En conclusion, l’ensemble des données bibliographiques montre que P-TEFb joue un rôle important dans le processus d’élongation de l’ARNPII. Son rôle au niveau de promoteur comme celui du VIH-1 est maintenant bien établi et de nouvelles données portent à croire à une régulation étroite du complexe au sein de la cellule faisant intervenir de nouvelles régulations et relations.

B-3-2) Les complexes négatifs d’élongation de la transcription

Le premier complexe identifié comme ayant un effet inhibiteur sur l’élongation est le complexe DSIF (Wada et al., 1998). Sa purification, à partir d’extraits nucléaires de cellules HeLa est basée sur sa capacité à induire la sensibilité au DRB d’où son nom. Ce complexe est constitué par 2 sous-unités de 160 et 14 KDa qui sont des homologues de facteurs de transcription présents chez la levure : Spt5 et Spt4 (Wada et al., 1998). Les composants du complexe DSIF interagissent directement avec l’ARNPII (Hartzog et al., 1998; Wada et al., 1998). Alors que les premières études ne permettaient pas de comprendre la fonction de DSIF en absence de DRB, une étude plus récente faite avec l’utilisation de mutants dominants négatifs de la sous-unités p160, a montré clairement qu’in vivo la fonction de DSIF est d’inhiber la transcription (Yamaguchi et al., 1999).

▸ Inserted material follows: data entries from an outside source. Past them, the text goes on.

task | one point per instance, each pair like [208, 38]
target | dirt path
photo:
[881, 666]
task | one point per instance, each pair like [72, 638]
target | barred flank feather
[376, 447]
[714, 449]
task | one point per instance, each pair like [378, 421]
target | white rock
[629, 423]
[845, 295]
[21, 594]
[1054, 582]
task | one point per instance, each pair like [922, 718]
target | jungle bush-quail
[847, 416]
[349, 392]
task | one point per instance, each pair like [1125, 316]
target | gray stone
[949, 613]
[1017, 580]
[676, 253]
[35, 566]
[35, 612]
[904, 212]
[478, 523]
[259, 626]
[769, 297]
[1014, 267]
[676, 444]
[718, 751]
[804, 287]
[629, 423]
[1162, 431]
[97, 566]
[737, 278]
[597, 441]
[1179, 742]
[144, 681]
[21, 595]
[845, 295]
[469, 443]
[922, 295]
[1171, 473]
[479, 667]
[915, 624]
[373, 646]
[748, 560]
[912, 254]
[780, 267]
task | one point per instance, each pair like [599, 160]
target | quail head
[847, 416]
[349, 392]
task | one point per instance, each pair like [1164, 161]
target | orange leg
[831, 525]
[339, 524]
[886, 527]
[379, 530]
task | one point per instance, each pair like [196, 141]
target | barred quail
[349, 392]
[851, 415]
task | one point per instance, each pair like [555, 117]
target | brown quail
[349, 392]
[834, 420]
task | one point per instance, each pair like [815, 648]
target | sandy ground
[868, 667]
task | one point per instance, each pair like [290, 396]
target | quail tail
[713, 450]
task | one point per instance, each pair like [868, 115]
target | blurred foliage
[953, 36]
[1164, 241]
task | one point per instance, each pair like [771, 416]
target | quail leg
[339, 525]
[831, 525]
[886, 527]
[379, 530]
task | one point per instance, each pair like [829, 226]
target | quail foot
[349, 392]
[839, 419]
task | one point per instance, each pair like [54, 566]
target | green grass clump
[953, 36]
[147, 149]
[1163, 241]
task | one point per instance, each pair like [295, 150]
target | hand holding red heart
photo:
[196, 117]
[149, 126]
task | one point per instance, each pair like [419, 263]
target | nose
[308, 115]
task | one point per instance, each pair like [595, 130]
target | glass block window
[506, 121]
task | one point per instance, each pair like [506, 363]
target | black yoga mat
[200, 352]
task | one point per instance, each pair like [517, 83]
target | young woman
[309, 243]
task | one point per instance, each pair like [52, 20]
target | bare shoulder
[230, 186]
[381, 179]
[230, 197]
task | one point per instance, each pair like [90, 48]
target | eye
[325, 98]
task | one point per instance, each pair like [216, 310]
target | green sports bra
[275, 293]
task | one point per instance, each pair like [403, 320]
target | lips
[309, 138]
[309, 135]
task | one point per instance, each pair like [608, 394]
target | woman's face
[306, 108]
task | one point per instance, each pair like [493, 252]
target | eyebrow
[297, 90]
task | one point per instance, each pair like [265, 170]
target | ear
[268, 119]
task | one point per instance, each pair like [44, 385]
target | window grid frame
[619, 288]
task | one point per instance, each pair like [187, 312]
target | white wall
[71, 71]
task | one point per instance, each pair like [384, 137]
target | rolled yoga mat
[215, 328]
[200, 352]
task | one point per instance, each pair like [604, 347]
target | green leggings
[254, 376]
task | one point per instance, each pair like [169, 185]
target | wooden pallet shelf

Le complexe NELF quant à lui agirait en synergie avec le complexe DSIF pour inhiber la transcription. Ce complexe a aussi été isolé grâce à sa sensibilité au DRB par Yamaguchi et coll.. NELF est un complexe multi-protéique de ~300 KDa constitué par 5 protéines dont une possède un domaine riche en arginine/acide aspartique (RD) et un domaine de liaison à l’ARN. Il interagit avec DSIF et les formes hypophosphorylées du CTD de l’ARNPII (Yamaguchi et al., 1999). Enfin une étude très récente montre que NELF interagit avec le complexe ARNPII/DSIF préformé et se lie à l’ARN in vitro. L’utilisation d’un mutant où la région requise pour la liaison ARN est supprimée entraîne une absence d’inhibition sur la transcription (Yamaguchi et al., 2002). Ainsi, NELF provoque la pause de l’ARNPII en se liant à un complexe préformé entre l’ARNPII et DSIF ainsi qu’aux produits ARNs nouvellement synthétisés. Les complexes négatifs interviendraient donc en synergie pour permettre la pause de l’ARNPII, effet qui serait neutralisé par la phosphorylation du CTD grâce à l’activité kinase CDK9 du complexe P-TEFb.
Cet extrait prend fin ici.